Despite this, the United Food and Commercial Workers International Union, which represents 1.3 million workers in grocery retail and other industries, threw its support behind the protests of Amazon, Instacart and Whole Foods workers, saying the workers should have increased protections, including the emergency pay increases, paid leave and protective gear "that they have earned and deserve."
"Amazon, Instacart, and Whole Foods workers are sending a powerful message that it's time to stop putting corporate profits ahead of the health and safety of the men and women who are critical to our food supply, and are on the frontlines of the coronavirus outbreak," said UFCW International President Marc Perrone in a statement.
Walmart and Kroger did not respond to inquiries for this story.
Kroger did say March 21 that it would pay employees a one-time bonus of up to $300 and pay employees for up to 14 days if they display COVID-19 symptoms and are ordered to isolate by a doctor.
But Joe Duffle, president of UFCW 1167, which represents employees at Kroger-owned chains in Southern California including Ralphs and Food 4 Less, wrote in a letter the same day that the bonus was "shameful" and that the company has "not gone far enough."
Instacart workers are striking to protest the lack of masks, hand sanitizer and disinfectant products needed to keep them safe on the job.
Ahead of the strike, Instacart responded, saying it would offer its shoppers hand sanitizer and set the default tip on repeat orders to the amount that customers applied to their previous delivery.
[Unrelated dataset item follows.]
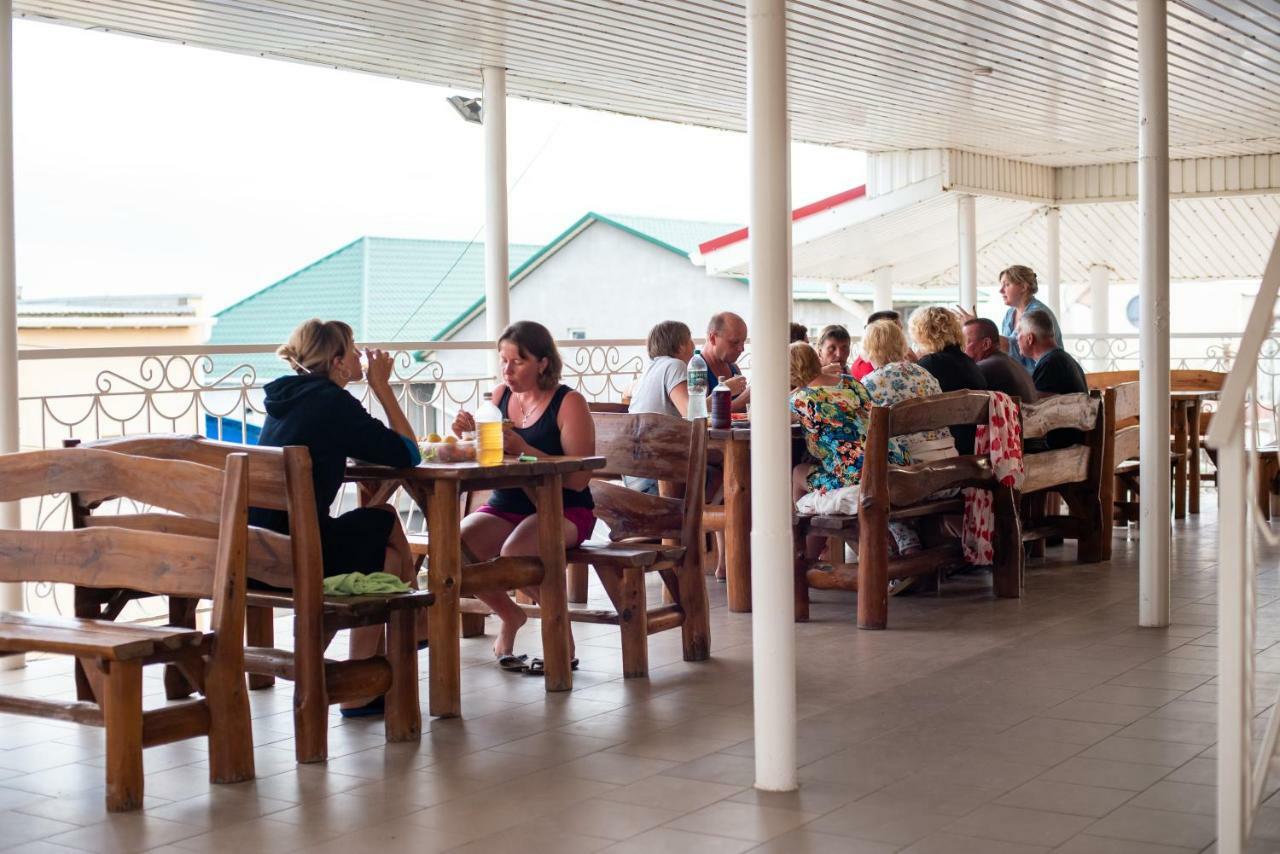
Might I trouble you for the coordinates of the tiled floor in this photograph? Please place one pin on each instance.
(972, 725)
But in its own subsequent blog post the same day, the nonprofit activist group Gig Workers Collective called those steps "a sick joke," pointing out that Instacart had not even addressed its request for hazard pay.
Amazon, Walmart and Kroger are the top three biggest digital grocery retailers in the U.S. as of 2018, according to data from Edge by Ascential.
More pay not enough
Experts say paying these workers more money will not solve the problem alone; the companies need to step up efforts to protect the health of employees as the highly contagious virus spreads.
"I think Amazon has levers it can pull; they can continue to increase wages and efforts to protect their employees on the front lines with time off," said D.A. Davidson's Forte. "They are trying to find an equilibrium as far as what can they do from a compensation standpoint, what can they do from a work safety standpoint. Many of these people are not being compensated for the risk they are taking."
James Thomson, a former Amazon executive and partner with Buy Box Experts, agreed that the company will have to go further to alleviate concerns but that part of Amazon's challenge is the shortage of safety equipment. The company is experiencing the same lack of gloves and masks as hospitals and healthcare organizations, he said.
"If Amazon was able to get millions of masks, and all the Purell they needed and all the Lysol wipes they needed, they could at least say 'listen we are at least as good as everybody else on this front,'" he said.
Pollak, of ZipRecuiter, said she thinks the equipment shortage will be temporary, adding that many U.S. companies are stepping up efforts to make protective gear such as masks.
"It may become somewhat easier to meet workers' demands in the coming weeks," she said.